“Don’t look out the window.”
She repeated this sentence over and over as twilight leaked its ink across southern Indiana.
“Don’t look out the window.”
It sounds like a good title for a drive-in horror movie, but actually this was our mother’s five-worded Christmas Eve mantra, which always began at 5:30 p.m.
“Don’t look out the window.”
My younger brother Patrick and I still butt-scooted our way toward the living room window, of course, inch by cautious inch, but mom’s voice always caused us to abort our mission before the living room curtain could be parted for a looksee.
Even from a different room, out of sight, she knew what we were doing. “Don’t look out the window,” she’d warn, hollering over Buck Owens and the Buckaroos’ “Santa Looked A Lot Like Daddy” playing on the stereo console. Dad always got a kick out of that song. It played 100 times that day, confounding me with its lyrics.
“Santa looked a lot like Daddy/Or Daddy looked a lot like him/It’s not the way I had him pictured/Santa was much too thin/Well he didn’t come down the chimney/So Mama must have let him in/Santa looked a lot like Daddy/Or Daddy looked a lot like him…”
There was a hidden message in that song. The wink-winks between adult relatives when it played told me so.
“Don’t look out the window.”
“Why can’t we?”
“He won’t come if you do.
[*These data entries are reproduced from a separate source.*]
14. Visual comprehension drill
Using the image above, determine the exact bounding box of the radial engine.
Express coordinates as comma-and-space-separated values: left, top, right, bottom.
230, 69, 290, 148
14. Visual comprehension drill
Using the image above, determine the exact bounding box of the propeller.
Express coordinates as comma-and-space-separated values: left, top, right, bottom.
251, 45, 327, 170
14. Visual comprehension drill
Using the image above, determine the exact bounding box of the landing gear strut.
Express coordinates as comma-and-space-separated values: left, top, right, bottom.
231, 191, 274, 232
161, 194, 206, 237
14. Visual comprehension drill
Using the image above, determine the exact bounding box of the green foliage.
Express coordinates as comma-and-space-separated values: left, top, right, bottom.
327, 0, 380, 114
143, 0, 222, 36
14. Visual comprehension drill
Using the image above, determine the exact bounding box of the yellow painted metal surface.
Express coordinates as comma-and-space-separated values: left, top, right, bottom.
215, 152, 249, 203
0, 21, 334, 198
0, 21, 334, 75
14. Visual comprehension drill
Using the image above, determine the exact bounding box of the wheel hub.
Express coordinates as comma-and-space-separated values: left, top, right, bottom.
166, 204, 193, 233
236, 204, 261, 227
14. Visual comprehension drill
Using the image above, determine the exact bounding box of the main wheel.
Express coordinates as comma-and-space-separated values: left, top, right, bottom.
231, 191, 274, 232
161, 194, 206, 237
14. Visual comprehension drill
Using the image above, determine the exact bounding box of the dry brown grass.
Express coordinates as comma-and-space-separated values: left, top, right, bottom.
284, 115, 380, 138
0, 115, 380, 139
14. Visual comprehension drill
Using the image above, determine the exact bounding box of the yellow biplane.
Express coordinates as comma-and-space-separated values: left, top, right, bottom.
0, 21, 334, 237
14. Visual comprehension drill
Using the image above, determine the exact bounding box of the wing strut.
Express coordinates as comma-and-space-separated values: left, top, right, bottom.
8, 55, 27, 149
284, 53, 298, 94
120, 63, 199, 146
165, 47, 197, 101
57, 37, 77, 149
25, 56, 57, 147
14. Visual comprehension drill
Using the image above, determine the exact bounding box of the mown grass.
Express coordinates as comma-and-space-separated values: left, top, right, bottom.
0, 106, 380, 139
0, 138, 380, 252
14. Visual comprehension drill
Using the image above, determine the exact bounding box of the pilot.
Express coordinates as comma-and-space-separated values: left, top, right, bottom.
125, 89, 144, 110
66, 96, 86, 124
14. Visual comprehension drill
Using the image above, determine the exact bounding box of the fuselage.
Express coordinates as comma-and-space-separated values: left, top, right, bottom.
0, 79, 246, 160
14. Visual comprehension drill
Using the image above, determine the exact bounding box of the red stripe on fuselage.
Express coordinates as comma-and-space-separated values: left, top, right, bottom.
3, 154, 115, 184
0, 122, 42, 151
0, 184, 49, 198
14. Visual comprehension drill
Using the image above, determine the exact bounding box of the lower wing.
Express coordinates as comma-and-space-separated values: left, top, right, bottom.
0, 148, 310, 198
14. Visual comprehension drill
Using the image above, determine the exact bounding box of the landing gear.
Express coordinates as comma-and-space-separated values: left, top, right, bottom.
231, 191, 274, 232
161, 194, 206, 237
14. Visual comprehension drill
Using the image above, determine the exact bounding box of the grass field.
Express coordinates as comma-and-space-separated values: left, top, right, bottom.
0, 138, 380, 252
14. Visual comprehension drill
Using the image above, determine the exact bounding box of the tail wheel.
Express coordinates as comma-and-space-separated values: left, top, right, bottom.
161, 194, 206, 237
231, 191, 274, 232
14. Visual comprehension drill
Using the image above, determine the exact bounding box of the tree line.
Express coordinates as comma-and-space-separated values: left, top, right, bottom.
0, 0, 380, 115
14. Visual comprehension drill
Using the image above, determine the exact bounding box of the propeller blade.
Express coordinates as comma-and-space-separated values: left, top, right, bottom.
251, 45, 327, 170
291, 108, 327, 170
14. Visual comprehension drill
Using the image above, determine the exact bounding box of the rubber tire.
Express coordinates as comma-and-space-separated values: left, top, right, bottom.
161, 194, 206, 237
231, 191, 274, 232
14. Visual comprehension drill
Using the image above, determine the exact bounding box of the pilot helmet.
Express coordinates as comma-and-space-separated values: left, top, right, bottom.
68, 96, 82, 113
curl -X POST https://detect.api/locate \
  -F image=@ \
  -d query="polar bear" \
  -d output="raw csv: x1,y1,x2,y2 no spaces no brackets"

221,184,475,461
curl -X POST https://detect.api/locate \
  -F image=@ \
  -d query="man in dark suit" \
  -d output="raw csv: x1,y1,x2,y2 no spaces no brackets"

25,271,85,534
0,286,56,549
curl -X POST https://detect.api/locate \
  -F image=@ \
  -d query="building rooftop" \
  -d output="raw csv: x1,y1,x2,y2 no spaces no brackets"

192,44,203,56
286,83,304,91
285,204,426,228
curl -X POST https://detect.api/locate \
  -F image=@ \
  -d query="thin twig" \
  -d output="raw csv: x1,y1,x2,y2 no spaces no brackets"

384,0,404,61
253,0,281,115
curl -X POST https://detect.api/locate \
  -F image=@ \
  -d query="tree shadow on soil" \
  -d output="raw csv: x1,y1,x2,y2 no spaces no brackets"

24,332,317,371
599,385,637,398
He’ll fly right over our house and take your toys to other girls and boys.”
It was torture being blocked from looking out the front picture window. We wanted to see Santa and his flying reindeer in action. As 6 p.m. drew closer, we were sequestered in the kitchen where we anxiously watched the wall clock. Before Santa came, we knew the phone would ring. It would be Grandpa Saalman pretending to be Santa. We knew it was Grandpa; it just sounded like him trying to sound like someone else. He was a lousy impersonator. Yes, we had been good that year, we told him. We recited our wish lists per his request even though it was too late for Santa to be asking such questions. It was Christmas Eve for Pete’s sake. We also knew it was impossible for Santa to be talking on the phone airborne en route from the North Pole. This was way before cell phones — even Santa’s elves lacked the imagination to dream up a sleigh phone.
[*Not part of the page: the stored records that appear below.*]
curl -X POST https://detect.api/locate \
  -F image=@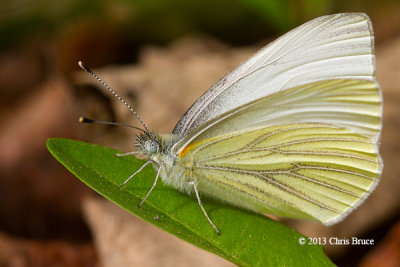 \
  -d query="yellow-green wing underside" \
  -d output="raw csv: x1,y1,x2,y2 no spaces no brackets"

180,124,380,224
177,79,383,224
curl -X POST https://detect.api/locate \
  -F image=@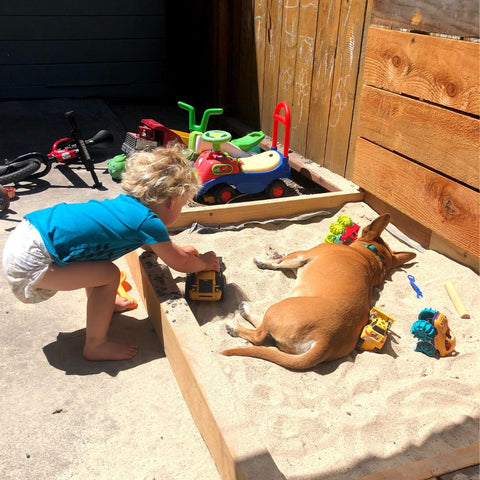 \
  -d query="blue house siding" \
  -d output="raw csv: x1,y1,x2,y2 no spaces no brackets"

0,0,170,99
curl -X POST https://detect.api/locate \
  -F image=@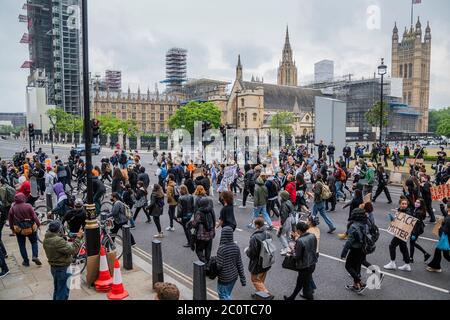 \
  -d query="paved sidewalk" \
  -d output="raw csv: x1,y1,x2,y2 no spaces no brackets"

0,227,192,300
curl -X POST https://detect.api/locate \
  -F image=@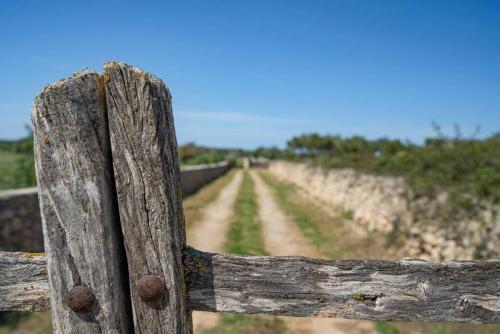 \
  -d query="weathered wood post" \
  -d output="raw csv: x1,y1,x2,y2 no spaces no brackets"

We also knew that the arrival of Grandma and Grandpa Goffinet, plus some of our aunts and uncles, had to happen before Santa’s visit. We prayed they wouldn’t run out of beer before getting to our house, or they’d have to make a stop at T&R Liquor, preempting our Christmas. I doubt the Three Wise Men posed a similar dilemma. It was tradition for mom’s side of the family to arrive before Santa, their Stroh’s and Sterling in tow. They liked watching us get our gifts. Oddly, Uncle Bill and Aunt Bonnie were always missing from this gathering. It concerned me that Bill and Bonnie apparently didn’t care for Christmas.
Our house was one of the few I knew where Santa didn’t mind being seen in person. We actually sat on his lap, fielded the same questions asked of us by Grandpa Saalman mere minutes before and then Santa personally handed us our presents pulled from his huge cloth sack (the toys always what we wished for).
One year, though, he pulled a real zinger. He brought in a sack of twigs — the dreaded switches we were always warned about by our parents, usually beginning around Dec. 1. My heart dropped seeing those switches. That Christmas song was right after all. He does know if you’ve been bad or good. I had a summer flashback of me coaxing my brother to poop in his ball cap much to the amusement of our visiting cousins. Patrick saw the switches and burst into tears. The aunts and uncles, even our grandparents, laughed. Their laughing, fiendish faces reflected off the Christmas tree’s shiny glass ball ornaments — the worst holiday moment ever. This wasn’t Norman Rockwell; this was Norman Rockhell.
The bag of switches was just a big fat joke — though it made a lasting point. Ha. Ha. Ha. Ho. Ho. Ho. We were Punk’d decades before Punk’d existed. The real sack of toys, pulled from outside, cheered us up.
Santa never stayed long. There were many houses to visit. When the heels of his black boots exited through the doorway, mom would warn us once more, “Don’t look out the window,” depriving us of seeing the sled’s liftoff with Rudolph leading the way.
On my 11th Christmas, though, after Santa stepped outside and mom issued her final window warning, I noticed her preoccupation with installing batteries in one of Patrick’s gifts. So, naughty or nice no longer seemingly applicable, I looked out the front window. I saw Santa climb into the passenger side of my Uncle Bill’s big brown Buick. Aunt Bonnie was behind the wheel. Even now, I wish I had listened to my mom. Never look out the window.